Par votre faute à tous, Si Tahar est mort sans avoir vu son rêve d’une Tunisie prospère, libre, démocratique, ouverte sur le monde, émancipée et forte se réaliser.
En parcourant notre historique commun avec Si Tahar, j’ai retrouvé cette lettre qu’il vous a adressé de son vivant et que j’avais partagée sur mon mur. De son linceul, il doit bien vous maudire.

Excellentissime, Prof. Tahar Labassi

« CHAY INATTA9 » OU « MAKHYABKOUM »

« On a marre de vos discours creux, qui ne nous parlent pas, de votre musique « nanani nanana ». On veut du rythme, de la musique. On n’aime pas vos costumes cravates, votre coupe de cheveux, le look « faux jeune » de Marzouk en veste et jean repassé.

On déteste votre cinéma nostalgique, folklorique, anecdotique, qui prêche la bonne parole au lieu de nous émerveiller. « La Goulette » est médiocre, « Making off » parle trop. D’ailleurs vous parlez trop « ya9ta3 3sabkoum ach titkalmou ». On n’aime pas les donneurs de leçons, ceux qui croient tout savoir. Nous voulons un théâtre plein de lumières et de gestes, on a marre des discours qui se veulent prophétiques.
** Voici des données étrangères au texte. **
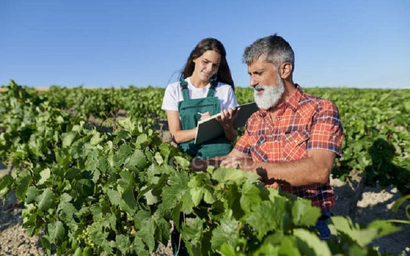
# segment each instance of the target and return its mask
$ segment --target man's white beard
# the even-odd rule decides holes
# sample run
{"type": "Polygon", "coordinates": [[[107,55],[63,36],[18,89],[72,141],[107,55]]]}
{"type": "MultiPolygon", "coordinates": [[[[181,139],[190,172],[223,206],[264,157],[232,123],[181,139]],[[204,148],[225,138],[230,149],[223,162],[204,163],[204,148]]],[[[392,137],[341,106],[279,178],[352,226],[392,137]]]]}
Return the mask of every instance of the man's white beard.
{"type": "Polygon", "coordinates": [[[276,78],[276,86],[263,86],[258,84],[254,88],[253,98],[259,109],[269,110],[277,104],[279,100],[285,91],[283,82],[278,76],[276,78]],[[258,94],[257,89],[263,89],[262,95],[258,94]]]}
Votre télévision est une honte, on ne la regarde pas. Aux plagiats des séries de Fahri et des programmes des fausses pistes de Balloumi, nous préférons les copies originales qu’on télécharge tous les jours. Les débats, on n’ose même pas regarder, un journaliste qui parle plus que ses invités, des invités qui débitent des bêtises, genre Ben Brik ou Safi Said, ou qui se mettent en colère et commencent à crier et cracher leur salive comme Abbou.

Arrêtez de nous prendre pour des égarés qu’on devrait ramener sur le droit chemin. On veut creuser notre propre chemin, au risque de s’égarer, comme c’était le cas pour vous.
Laissez-nous vivre, respirer, ôtez-vous de notre soleil. Si on boycotte les élections c’est parce que vos têtes de «momies » ne nous reviennent pas. Vous êtes bons pour la casse, disparaissez. Laissez-nous vivre le vide, qui vous fait tant peur. »

Et vous, mes amis, mes compatriotes, combien d’entre nous mourront l’âme brisée par le chagrin de ceux qui sont partis avant nous, sans avoir agi. Jusqu’à quand allons-nous nous contenter de notre post Facebook quotidien pour nous donner bonne conscience, en laissant la scène à ces tocards qui nous volent notre pays et nos rêves depuis des années ?

Abdelaziz GATRI. Expert-conseiller, opérations de commerce international, contentieux douanier.